For the fry experiment, four different salinity treatments were prepared by mixing seawater and freshwater. Salinity was determined by means of a refractometer. Treatments comprised 0 (fresh water), 5, 10 and 20psu (Practical Salinity Unit) in duplicate 200L recirculating tanks with a stocking density of 100 fish per tank at an average size of 0.3g (with an estimated fork length (FL) of 21-25 mm) and an age of 42 days. The fry were fed at 10% biomass per day with commercial dry pellet, NRD 5/8 (500-800µm) (INVE Thailand Company Ltd.) with a proximate composition of moisture 8%, protein >55%, fiber < 1.9% and ash <14.5%, as given by the manufacturer. Fry were reared for 14 days.
In the fingerling experiment, a complete randomized design was used with 3 treatments and 3 replicates in nine independent recirculating tanks. The salinities of the treatments were 10, 20 and 30psu, respectively. Ten fingerlings were distributed to each tank with a stocking density equivalent to 50 fingerlings per m3 and were acclimatised for 1 week. The fish were fed to satiation with a commercial dry pellet Ocialis C1 (Ocialis-BERNAQUA ASIA, Ho Chi Minh, Vietnam). The proximate composition (provided by the manufacturer) was moisture 14, crude protein 58% (min), digestible protein 55% (min), metabolisable energy 5000 kcal/kg (min), crude fiber 1%, calcium 1.5-2.5% lysine 3.2%, cys+met 2% (min). Fingerlings were reared for 56 days.

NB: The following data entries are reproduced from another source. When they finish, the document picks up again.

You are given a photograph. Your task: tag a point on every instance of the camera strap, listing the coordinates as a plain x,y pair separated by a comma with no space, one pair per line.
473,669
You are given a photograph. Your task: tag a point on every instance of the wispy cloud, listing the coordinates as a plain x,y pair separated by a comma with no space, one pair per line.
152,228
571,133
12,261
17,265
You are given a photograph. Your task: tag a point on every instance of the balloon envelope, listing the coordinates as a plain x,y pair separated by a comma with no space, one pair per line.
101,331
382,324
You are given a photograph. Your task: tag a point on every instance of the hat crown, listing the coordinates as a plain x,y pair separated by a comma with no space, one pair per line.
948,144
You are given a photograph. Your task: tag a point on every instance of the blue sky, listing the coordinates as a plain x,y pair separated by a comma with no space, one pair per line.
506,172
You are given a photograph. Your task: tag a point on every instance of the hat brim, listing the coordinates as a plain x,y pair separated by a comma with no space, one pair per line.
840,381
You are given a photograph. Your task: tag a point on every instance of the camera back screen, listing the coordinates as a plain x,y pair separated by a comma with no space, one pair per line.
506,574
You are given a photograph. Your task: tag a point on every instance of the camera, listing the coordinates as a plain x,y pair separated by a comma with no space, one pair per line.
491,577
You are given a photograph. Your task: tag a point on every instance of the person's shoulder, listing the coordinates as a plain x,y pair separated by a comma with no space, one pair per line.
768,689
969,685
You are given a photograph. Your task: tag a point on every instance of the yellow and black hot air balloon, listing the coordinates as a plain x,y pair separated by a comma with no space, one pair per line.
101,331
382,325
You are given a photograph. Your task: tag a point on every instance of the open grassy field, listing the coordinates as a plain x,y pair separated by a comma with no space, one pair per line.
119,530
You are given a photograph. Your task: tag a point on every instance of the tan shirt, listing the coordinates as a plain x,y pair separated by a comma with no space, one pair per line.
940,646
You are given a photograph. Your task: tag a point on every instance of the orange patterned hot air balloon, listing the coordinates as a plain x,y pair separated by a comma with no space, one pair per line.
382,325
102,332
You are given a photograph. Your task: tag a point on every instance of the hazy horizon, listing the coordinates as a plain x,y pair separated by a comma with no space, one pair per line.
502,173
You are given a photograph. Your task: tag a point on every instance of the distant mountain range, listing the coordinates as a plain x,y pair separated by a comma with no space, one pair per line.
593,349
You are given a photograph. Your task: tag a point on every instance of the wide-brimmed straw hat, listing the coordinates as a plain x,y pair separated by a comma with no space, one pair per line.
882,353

In the fry experiment, weight was measured by weighing the whole tank population (all 100 fish from each tank) and individual weight was estimated by dividing the total weight with number of individuals. Length was measured by random selection of a subsample (n = 10) from each tank to minimise handling stress and physical damage to fine structures in small animals
In the fingerling experiment, individual body weight and total length of all fish in each tank were measured on days 14, 28, 42 and day 56 and the average daily weight gain was calculated as SGR. Total feed eaten and uneaten were recorded and the feed conversion ratio (FCR) was calculated.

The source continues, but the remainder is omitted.